司馬遼太郎の「俄-浪華遊侠伝」という講談社文庫の本があります。
この本が、すごいんです。
大阪生まれの、明石屋万吉という人が主人公で、日本一の侠客と言われた波乱万丈な人生が描かれています。
侠客とは、司法権を付与されていない町の相談役みたいなもので、博打(ばくち)を常習とする世間からのはみ出し者などの面倒を見ていた極道の元祖のような存在です。
この主人公は、もともと、大阪平野町の堺筋角の茨木屋という豪商で、丁稚奉公していて、番頭から「いくら、どつきまわしても、痛がりよらへん」と言われていました。

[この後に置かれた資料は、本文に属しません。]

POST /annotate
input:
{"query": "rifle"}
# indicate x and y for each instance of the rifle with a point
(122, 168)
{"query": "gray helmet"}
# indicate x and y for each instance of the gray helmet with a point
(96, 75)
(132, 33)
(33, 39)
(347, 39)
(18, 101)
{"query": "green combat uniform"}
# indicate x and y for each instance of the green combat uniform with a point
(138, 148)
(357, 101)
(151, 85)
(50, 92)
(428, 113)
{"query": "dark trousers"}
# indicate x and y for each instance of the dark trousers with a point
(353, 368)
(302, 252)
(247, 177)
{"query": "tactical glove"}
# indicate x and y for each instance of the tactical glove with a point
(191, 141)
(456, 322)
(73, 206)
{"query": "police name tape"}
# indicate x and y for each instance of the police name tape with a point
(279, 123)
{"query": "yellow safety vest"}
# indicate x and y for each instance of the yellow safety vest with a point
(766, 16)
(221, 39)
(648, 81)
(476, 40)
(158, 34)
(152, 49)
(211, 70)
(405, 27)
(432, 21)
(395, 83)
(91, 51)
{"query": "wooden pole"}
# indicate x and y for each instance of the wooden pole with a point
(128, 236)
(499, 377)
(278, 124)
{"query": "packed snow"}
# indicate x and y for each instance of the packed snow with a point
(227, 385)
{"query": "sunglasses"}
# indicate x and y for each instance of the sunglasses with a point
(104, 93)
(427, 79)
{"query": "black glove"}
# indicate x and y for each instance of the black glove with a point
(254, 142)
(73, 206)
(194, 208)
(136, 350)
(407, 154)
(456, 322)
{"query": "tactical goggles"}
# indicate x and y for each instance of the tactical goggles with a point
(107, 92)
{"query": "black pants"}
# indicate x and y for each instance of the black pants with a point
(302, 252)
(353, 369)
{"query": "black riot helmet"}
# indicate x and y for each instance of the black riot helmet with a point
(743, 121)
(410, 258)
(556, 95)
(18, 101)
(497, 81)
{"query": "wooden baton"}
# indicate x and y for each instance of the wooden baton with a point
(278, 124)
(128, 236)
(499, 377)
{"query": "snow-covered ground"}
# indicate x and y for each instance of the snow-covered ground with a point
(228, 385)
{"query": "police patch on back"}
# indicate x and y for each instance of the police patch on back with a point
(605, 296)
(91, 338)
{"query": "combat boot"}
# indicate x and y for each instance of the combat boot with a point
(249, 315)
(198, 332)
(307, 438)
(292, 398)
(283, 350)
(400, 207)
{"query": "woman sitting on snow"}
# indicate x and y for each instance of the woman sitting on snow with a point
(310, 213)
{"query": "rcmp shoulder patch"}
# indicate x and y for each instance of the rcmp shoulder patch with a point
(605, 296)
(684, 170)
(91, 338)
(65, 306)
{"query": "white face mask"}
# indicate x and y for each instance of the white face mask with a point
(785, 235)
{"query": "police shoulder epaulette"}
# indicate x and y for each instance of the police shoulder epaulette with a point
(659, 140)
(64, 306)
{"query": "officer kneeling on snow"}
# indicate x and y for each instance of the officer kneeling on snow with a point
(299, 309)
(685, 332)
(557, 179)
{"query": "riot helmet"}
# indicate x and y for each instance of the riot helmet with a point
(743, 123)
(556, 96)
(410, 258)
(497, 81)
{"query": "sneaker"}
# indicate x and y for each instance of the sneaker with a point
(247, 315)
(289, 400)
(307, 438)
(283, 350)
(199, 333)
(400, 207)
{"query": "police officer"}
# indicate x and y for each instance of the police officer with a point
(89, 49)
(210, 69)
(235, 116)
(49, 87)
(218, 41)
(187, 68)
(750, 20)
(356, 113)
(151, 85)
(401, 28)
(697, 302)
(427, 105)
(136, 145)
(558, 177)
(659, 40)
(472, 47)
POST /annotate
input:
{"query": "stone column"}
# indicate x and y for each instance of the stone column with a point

彼は、11歳の時に、この茨木屋を勘当してもらい、一人で生きていく為に命を捨てる覚悟を決めます。
それからが、苦痛の連続です。
読んでいても、重苦しい雰囲気になるぐらい、苦痛!苦痛!苦痛!で、息を止めて読まないと耐えられないような物語です。
だけど、この主人公は、弱音を吐きません。
耐え続けるのです。
あっぱれです。
大阪の市民が、苦しんでいた米の高相場をぶっ潰した時も、奉行所に捕らえられ、あらゆる拷問に掛けられます。
だけど、口を割りません。
ソロバンの上に座らされ、膝に石の板を積み上げられたり、蝦責めという、ほとんどの人が絶命してしまうような拷問に掛けられたりもします。
無茶苦茶です。
だけど、どんな苦痛にも耐えるのです。
この物語の途中に、刺青をいれた人が出てきます。
刺青の事を、浪華では「彫りもの」とは言わず、「ガマン」というそうです。
本の中で一針、一針、皮膚に刺しながら描いていくのだから、その痛みは、地獄の針山で柔術でもとらされるほどに痛いと表現されています。
だから、「ガマン」だそうです。
この「ガマン」の出来ぐあいで男を競うそうです。
この主人公は、苦しみを耐え抜いて生きていますが、他人には情を忘れません。
必ず、助けてあげます。
なんの見返りもなく、自分の身が危なくなってもです。
また、頼みごとをしてくる人も、必ず助けてあげます。
無償で助けてあげます。
すると、不思議な事に、主人公が危機に陥った時に、そういう人達が助けてくれます。
そして、どんどん、子分が増えていきます。
彼は、子分の前で、刀を抜き、「どや、この刀で、無意味に死ねるやつがあるか。意味もなく平気で殺され、成仏もできず、無縁仏になってもかまわんというやつがあるか」と、問います。
ほとんどの人が、意味を聞き返します。
万吉は、一喝します。
話を聞いてからじゃないと死ねないというのは、
漢(おとこ)ではない。
だまって、無意味に死ねるかと聞いている。
すると、ほとんどの人が、彼の前を去っていきます。
無意味な死ほど馬鹿らしいものはないからです。
人は殺せても、自分は殺せないのです。
それが、普通の人です。
命がおしいのです。
この明石屋万吉の求めているものには、凄味があります。
でも、出来れば彼のような人生は歩みたくありません。
彼の十分の一でも、忍耐力があれば、どんな茨の道でも突き進んでいけるでしょう。
こんな、小説はなかなかありません。
極道とは半端ではなく、極めた道なのです。